I always try to follow a similar set of guidelines, but errors in literally any programming language just sucks at it. The proper error object should have these properties:
system info:
which module/function
what it tried to do
what it expected
what happened
important context values
[how to restart]
[how to cleanup]
underlying error object
…
…
user info:
human-oriented message
ways to resolve
formatting:
format for logging (a stack of messages)
format as json schema
format for debugging (a detailed stack of messages interspersed with a call stack)
format for innocent user
You may recognize first few lines as standard questions to answer before posting an issue. Instead we usually have a message field and maybe some call stack. Error paths can be half of a decent long-running program, but all we have is a stupid string and no standard way to extend that.
Providing a TL;DR version of an article can be valuable, but only if you hit high enough precision and recall rates.
Here, your comment only talks about the article's main points, giving it a high precision rate. However, out of three key ideas you managed to forget a whole third of the author's conclusion. This makes the recall rate woefully inadequate.
It isn’t hard to generate much better error messages for the BASICs of that time. I think they would have had much better error messages if they weren’t as memory constrained as they were.
Also, the statement should be “We’ve come a long way since ed”. Those TRS-80 messages are bloat ;-)
Python 3.10 is the first release to be exciting to me, since 3.6. Not because of pattern matching. Not because it adds 2 builtins. Because the error messages are so much better. And 3.11 will do even more.
Who said you needed a buzz word to get a nerd attention?
If you're dealing with a spaghetti of microservies, and each throws its own kind of error objects and messages, while also passing them to upstream services, you're essentially playing a game of broken telephone with your error messages.

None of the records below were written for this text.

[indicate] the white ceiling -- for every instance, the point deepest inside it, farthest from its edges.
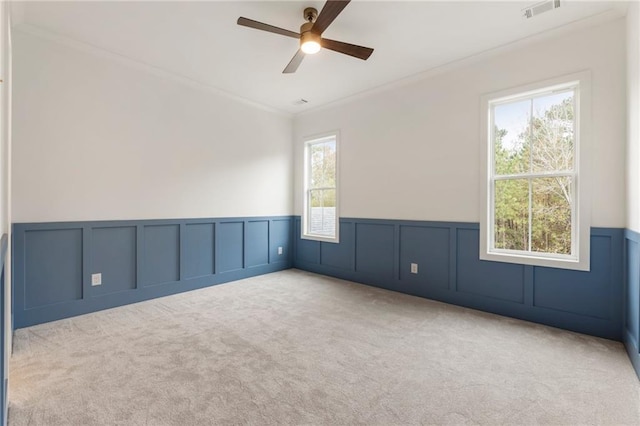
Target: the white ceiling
(202, 42)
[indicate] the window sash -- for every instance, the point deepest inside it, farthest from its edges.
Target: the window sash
(530, 176)
(325, 231)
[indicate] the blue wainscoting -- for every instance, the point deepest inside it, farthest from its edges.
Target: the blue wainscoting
(380, 252)
(631, 331)
(4, 374)
(138, 260)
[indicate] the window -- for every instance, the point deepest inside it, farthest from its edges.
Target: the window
(320, 217)
(534, 175)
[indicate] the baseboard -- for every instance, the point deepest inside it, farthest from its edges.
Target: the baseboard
(633, 351)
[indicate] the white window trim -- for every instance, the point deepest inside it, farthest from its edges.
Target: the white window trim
(307, 167)
(582, 182)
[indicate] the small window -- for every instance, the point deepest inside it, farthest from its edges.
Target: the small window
(534, 174)
(320, 218)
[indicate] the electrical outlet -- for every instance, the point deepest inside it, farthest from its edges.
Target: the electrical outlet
(96, 279)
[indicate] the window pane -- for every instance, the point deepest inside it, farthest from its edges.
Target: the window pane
(322, 212)
(553, 133)
(511, 137)
(323, 164)
(511, 214)
(551, 215)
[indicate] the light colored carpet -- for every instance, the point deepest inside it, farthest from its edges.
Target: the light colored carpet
(298, 348)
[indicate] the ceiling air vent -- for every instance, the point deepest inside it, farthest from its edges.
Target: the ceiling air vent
(541, 7)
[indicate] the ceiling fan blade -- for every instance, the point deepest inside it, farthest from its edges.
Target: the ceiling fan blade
(329, 12)
(294, 63)
(246, 22)
(359, 52)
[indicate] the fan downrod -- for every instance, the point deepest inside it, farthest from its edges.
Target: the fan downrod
(310, 14)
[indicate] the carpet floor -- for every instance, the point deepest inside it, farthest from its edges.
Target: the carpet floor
(298, 348)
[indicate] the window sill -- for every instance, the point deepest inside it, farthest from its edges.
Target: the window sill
(548, 262)
(334, 240)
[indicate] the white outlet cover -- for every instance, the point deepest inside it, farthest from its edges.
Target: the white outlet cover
(96, 279)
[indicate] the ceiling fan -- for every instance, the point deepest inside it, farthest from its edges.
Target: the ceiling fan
(310, 34)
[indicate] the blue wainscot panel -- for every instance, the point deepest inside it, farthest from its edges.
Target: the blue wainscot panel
(503, 281)
(632, 320)
(375, 251)
(428, 248)
(340, 255)
(583, 293)
(307, 251)
(449, 270)
(257, 243)
(113, 254)
(631, 334)
(230, 246)
(280, 240)
(161, 254)
(199, 250)
(53, 267)
(138, 260)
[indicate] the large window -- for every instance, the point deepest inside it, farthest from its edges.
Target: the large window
(320, 218)
(534, 176)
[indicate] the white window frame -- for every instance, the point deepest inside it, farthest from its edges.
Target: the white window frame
(581, 214)
(308, 141)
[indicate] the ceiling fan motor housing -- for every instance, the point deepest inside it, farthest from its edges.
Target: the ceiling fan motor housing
(307, 36)
(310, 14)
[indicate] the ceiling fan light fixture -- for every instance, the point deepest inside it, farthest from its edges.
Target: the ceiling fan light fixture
(310, 47)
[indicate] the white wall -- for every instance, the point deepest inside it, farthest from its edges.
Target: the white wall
(633, 114)
(96, 139)
(5, 175)
(413, 152)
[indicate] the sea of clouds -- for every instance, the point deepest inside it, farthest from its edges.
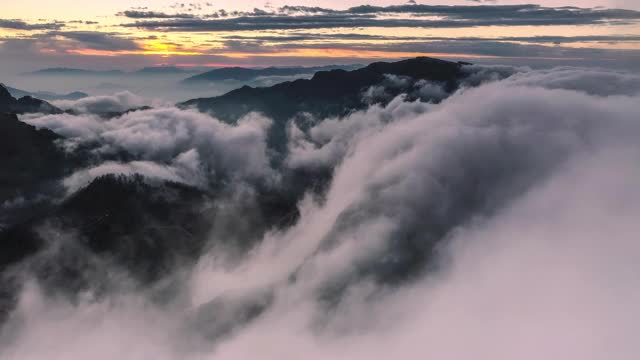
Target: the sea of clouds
(521, 190)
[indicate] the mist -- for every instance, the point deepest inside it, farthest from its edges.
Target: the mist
(496, 223)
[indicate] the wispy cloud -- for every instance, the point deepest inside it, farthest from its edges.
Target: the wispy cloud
(424, 16)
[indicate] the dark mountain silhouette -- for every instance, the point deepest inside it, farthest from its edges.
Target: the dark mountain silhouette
(26, 104)
(45, 95)
(328, 93)
(74, 72)
(248, 74)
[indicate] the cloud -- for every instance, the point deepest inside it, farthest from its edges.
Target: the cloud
(185, 145)
(98, 40)
(118, 102)
(288, 18)
(21, 25)
(135, 14)
(445, 227)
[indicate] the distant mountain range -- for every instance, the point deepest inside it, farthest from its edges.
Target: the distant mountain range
(247, 74)
(149, 227)
(328, 93)
(45, 95)
(25, 104)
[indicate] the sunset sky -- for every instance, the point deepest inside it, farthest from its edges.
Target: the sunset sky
(121, 34)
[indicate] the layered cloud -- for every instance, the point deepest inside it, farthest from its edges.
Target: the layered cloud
(300, 17)
(464, 229)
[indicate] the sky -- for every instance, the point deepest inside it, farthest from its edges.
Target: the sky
(126, 35)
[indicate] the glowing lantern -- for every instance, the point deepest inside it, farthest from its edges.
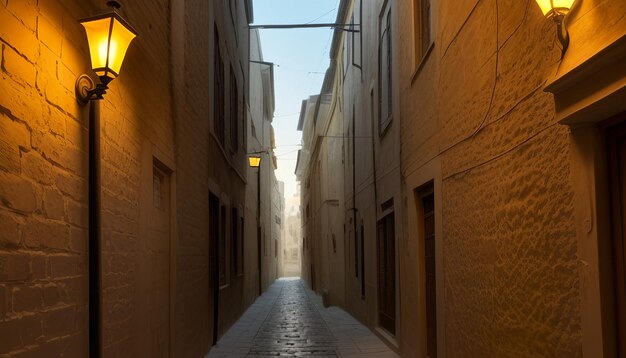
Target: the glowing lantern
(109, 36)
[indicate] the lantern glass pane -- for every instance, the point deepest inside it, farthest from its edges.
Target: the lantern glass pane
(563, 4)
(98, 37)
(120, 40)
(254, 161)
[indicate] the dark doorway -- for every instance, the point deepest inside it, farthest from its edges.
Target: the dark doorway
(214, 264)
(616, 138)
(427, 199)
(387, 273)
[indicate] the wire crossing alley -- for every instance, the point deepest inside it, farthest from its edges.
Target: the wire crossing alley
(289, 320)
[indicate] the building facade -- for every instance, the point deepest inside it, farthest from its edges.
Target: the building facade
(482, 180)
(176, 258)
(263, 194)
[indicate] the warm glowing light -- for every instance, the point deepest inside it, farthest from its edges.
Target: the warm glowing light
(555, 7)
(109, 37)
(255, 162)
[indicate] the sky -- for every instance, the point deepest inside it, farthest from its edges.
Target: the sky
(301, 57)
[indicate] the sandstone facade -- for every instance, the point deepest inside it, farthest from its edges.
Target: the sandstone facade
(159, 145)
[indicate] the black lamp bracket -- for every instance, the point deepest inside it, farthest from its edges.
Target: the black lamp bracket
(86, 90)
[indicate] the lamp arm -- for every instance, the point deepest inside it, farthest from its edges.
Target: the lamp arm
(86, 90)
(561, 33)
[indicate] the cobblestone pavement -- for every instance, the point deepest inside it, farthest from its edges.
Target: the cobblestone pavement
(290, 321)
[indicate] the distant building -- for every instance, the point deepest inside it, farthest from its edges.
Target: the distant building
(175, 259)
(480, 208)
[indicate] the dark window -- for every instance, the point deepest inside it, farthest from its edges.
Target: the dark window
(234, 237)
(222, 248)
(616, 138)
(239, 266)
(362, 261)
(234, 111)
(218, 88)
(387, 273)
(386, 103)
(430, 289)
(346, 54)
(357, 44)
(214, 270)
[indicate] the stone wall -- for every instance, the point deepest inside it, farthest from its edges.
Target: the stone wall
(155, 263)
(476, 120)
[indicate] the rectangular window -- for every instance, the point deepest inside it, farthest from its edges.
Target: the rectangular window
(385, 71)
(427, 199)
(234, 237)
(218, 88)
(362, 262)
(616, 139)
(423, 36)
(386, 242)
(346, 56)
(240, 247)
(357, 44)
(234, 112)
(223, 257)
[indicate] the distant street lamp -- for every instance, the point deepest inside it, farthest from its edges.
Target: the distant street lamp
(557, 10)
(254, 160)
(109, 36)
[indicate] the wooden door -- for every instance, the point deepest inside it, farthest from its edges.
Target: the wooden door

You're right, I am. At that point half the work becomes shifting around who is responsible for the error message such that you can finally figure out that some firewall wasn't configured correctly.

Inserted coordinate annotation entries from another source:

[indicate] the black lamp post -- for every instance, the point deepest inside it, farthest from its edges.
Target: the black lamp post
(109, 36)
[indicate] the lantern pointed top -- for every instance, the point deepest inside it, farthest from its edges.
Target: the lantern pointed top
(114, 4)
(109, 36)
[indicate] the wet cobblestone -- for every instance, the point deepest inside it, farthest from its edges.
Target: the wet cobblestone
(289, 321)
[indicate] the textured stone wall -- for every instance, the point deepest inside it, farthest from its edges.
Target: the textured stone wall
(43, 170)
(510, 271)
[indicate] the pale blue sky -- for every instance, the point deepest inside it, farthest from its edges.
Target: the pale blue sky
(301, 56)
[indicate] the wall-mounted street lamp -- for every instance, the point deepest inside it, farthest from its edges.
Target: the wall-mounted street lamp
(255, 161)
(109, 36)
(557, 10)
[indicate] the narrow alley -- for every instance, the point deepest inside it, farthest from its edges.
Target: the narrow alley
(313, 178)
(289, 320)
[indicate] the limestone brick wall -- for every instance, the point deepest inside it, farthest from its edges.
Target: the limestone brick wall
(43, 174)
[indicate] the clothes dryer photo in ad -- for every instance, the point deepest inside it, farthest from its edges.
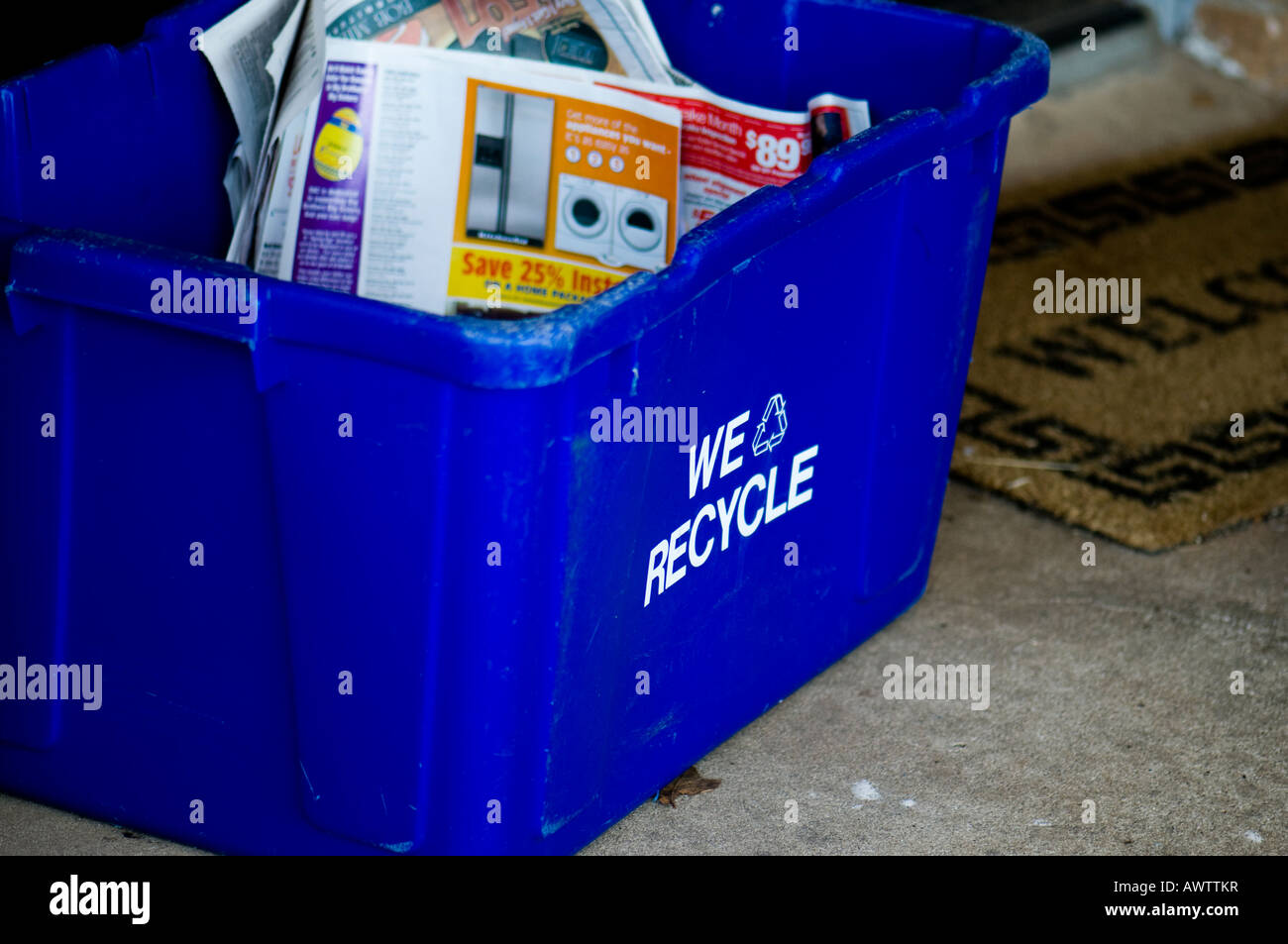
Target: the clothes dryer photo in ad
(617, 226)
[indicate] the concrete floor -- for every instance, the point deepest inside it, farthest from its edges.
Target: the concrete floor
(1108, 682)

In some ways, error messages are like crutches for the users. Some of the badly written error messages makes sense to the author of the code but not to the user of the code. For instance, this helpful reply on SO actually made me chuckle when I first read it, since the implication was that the error message makes sense when you understand what is going on, whereas a good error message is supposed to work the other way around
* Validation errors (e.g.: trying to persist something, users want to see as many as possible in one go)
* Compile time errors (seen by programmers)

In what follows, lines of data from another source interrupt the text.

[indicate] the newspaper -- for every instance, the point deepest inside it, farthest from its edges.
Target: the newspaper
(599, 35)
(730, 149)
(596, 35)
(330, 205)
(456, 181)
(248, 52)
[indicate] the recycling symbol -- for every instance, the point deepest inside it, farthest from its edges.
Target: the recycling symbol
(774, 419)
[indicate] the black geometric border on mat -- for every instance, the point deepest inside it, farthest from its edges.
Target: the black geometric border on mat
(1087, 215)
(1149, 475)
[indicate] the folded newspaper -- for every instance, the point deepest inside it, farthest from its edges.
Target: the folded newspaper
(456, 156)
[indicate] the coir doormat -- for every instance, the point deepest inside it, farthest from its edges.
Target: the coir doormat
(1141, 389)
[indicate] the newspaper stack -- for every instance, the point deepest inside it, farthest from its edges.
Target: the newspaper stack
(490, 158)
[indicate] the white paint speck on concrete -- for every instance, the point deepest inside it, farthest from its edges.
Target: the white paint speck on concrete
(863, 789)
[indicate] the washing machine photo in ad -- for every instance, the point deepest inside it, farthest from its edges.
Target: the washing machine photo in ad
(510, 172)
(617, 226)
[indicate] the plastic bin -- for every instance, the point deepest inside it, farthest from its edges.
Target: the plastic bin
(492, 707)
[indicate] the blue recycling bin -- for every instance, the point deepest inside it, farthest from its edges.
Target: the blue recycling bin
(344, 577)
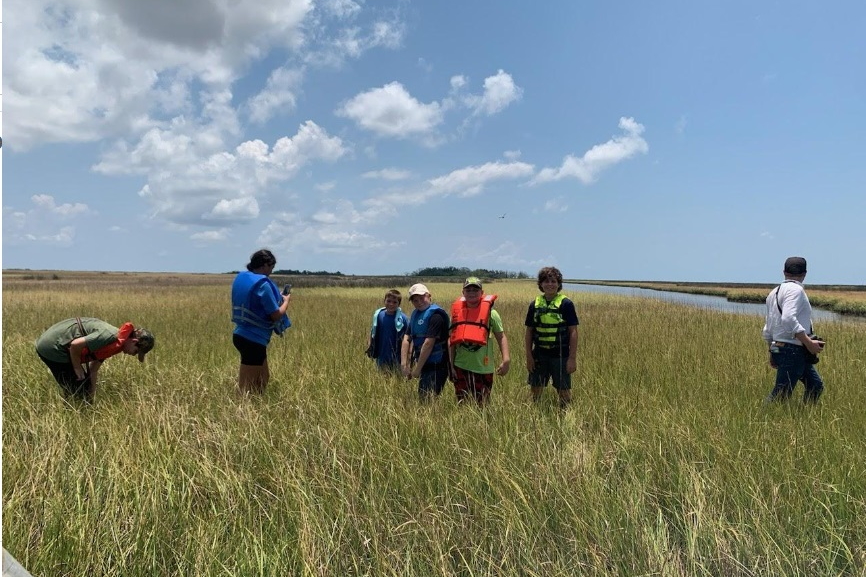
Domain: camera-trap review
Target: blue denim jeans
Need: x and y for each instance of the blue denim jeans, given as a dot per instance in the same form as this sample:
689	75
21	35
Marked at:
792	367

* Runtime errors without resolution (user gets 500, logs should contain the details)
* Runtime errors with resolutions (users should see something nice, maybe logs contain more info)
* ...
I find compiler error messages give an insight into how they work, the order of their processing things like that which can be especially useful when they are closed source.
In general error messages give away alot about the programmer(s) knowledge and abilities, it can give you an insight into if defensive programming methods have been used and other things like that.
In my personal opinion based on years of writing apps that generate error messages, a good error message is "one that stops the *** user emailing me without bothering to actually read the message first".
sadly I have failed in that respect, but it has kept me employed for a looong time, so not all bad ;)
When I accidentally misresolved a conflict after a git pull, the C# compiler, upon encountering the >>>>> markers in the source code, noted that there’s an unresolved merge conflict in that line instead of complaining about bitshifts.
When I tried to bitwise invert a value in Rust with “~x”, which is wrong, instead of complaining about an unknown character, the compiler helpfully explained that the operator to use in Rust is “!x”.
When I was in the Python interpreter and entered “exit”, which doesn’t work because exit is not a keyword, I got a message that told me how to actually exit.